Il dato tecnico relativo alla marcia è stato sorprendente, le fila tripartite hanno sfilato, senza mai scomporsi, in modo organico, marziale, imperioso come la ricorrenza imponeva. Questo grazie alla serietà e all’autodisciplina mostrate dai ragazzi della RASH, di Patria Socialista e di Casalbertone. Il tema che ha pervaso tutta la sfilata, come la Resistenza e l’antifascismo romano insegnano, e la commemorazione al Verano è stato quello dell’UNITA’ delle forze antifasciste di classe. Aspetto espresso a livello simbolico dall’apertura del corteo con le bandiere rosse e nere ed il tricolore repubblicano.

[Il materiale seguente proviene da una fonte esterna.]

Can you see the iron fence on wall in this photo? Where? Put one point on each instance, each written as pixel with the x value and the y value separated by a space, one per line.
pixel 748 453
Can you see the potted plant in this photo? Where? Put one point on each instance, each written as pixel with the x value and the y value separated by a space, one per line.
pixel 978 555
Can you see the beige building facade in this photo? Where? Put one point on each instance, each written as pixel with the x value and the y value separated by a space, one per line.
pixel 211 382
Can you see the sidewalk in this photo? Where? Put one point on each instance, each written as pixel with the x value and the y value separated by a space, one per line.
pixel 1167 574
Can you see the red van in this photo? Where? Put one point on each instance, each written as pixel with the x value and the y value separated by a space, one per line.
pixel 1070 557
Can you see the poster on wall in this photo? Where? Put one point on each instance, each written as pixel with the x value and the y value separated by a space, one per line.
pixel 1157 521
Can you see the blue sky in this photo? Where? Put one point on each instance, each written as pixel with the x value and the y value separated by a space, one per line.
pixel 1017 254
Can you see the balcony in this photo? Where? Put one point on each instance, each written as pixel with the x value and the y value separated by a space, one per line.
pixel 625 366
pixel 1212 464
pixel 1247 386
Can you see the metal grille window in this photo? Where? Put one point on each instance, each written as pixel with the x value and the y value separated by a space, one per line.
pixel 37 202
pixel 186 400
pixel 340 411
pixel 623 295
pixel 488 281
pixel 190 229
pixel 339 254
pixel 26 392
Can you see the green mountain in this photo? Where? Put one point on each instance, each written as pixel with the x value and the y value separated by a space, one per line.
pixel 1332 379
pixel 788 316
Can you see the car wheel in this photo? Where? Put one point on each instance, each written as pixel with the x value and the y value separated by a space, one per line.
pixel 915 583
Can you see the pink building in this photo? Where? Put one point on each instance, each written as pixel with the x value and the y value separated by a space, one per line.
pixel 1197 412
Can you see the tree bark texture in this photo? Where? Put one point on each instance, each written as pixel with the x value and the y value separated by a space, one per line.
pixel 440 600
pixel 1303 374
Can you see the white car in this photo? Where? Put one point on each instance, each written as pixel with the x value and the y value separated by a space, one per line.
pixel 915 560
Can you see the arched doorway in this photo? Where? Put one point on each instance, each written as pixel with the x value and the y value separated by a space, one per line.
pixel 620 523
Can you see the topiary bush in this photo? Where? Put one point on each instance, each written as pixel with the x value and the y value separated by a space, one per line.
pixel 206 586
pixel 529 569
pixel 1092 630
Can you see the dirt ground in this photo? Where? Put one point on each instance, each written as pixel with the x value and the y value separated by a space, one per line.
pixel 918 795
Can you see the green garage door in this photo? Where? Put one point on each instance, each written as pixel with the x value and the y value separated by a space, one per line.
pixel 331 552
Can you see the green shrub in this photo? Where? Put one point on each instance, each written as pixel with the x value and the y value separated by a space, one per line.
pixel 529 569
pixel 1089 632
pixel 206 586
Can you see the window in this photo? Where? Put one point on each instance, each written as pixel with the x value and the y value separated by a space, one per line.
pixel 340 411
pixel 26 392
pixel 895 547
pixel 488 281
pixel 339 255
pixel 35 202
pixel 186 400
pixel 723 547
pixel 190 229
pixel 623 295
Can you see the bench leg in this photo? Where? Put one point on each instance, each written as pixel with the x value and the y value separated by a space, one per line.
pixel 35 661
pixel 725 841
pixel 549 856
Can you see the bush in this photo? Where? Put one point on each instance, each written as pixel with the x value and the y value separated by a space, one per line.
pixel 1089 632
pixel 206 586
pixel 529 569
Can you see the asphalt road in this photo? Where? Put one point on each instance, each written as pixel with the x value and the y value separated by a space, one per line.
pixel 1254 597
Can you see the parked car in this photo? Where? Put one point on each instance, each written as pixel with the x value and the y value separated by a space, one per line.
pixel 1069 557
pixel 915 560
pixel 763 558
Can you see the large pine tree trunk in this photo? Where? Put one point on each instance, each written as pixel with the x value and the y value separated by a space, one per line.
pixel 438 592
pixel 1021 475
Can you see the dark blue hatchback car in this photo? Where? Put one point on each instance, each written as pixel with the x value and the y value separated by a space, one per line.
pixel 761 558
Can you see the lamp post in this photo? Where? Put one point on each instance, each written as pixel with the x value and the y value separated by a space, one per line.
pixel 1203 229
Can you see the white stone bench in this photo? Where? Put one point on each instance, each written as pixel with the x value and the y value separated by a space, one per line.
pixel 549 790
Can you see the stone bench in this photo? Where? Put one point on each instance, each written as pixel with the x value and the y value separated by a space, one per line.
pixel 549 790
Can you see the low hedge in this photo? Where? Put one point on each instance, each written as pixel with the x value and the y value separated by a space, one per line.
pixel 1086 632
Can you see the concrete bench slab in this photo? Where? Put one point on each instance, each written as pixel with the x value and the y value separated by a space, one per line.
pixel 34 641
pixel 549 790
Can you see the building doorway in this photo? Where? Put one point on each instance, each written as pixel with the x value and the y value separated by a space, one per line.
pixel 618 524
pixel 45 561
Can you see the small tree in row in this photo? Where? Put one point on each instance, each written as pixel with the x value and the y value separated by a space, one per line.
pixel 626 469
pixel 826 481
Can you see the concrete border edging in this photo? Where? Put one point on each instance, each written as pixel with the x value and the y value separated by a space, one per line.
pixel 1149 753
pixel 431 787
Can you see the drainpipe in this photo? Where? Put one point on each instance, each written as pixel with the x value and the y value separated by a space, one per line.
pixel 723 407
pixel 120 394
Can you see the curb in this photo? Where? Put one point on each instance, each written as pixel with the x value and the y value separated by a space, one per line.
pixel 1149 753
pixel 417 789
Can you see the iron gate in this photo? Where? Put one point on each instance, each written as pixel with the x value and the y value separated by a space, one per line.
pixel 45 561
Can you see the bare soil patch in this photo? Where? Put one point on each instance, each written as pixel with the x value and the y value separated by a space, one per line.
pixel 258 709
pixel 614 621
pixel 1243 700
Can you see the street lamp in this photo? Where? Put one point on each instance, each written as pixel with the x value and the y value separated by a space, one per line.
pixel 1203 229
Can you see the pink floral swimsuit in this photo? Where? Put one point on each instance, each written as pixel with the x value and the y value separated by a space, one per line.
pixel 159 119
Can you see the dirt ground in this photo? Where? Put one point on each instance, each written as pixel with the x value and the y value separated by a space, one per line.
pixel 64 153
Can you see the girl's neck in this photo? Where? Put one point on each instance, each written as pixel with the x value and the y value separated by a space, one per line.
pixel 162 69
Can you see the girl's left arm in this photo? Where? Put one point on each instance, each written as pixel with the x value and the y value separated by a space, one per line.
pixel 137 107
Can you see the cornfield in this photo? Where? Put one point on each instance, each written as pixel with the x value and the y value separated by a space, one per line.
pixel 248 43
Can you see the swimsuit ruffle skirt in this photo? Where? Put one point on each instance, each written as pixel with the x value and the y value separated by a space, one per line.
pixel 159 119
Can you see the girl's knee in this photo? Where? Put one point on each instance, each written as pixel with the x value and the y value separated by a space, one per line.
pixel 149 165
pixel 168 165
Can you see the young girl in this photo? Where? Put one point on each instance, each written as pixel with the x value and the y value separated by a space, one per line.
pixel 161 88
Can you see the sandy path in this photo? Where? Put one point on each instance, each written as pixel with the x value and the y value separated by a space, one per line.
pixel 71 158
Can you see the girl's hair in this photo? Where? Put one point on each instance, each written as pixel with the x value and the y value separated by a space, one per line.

L’ultima sfilata organizzata secondo il criterio di squadre ordinate risale, nel quartiere, alla purtroppo oggi misconosciuta esperienza dei leggendari Arditi del popolo. Uno degli aspetti legati alla marcia era proprio quello di riannodare il filo rosso che lega gli Arditi ai partigiani. Continuità storica tra queste due esperienze rappresentata significativamente dalle biografie di numerose eroiche figure dell’antifascismo romano.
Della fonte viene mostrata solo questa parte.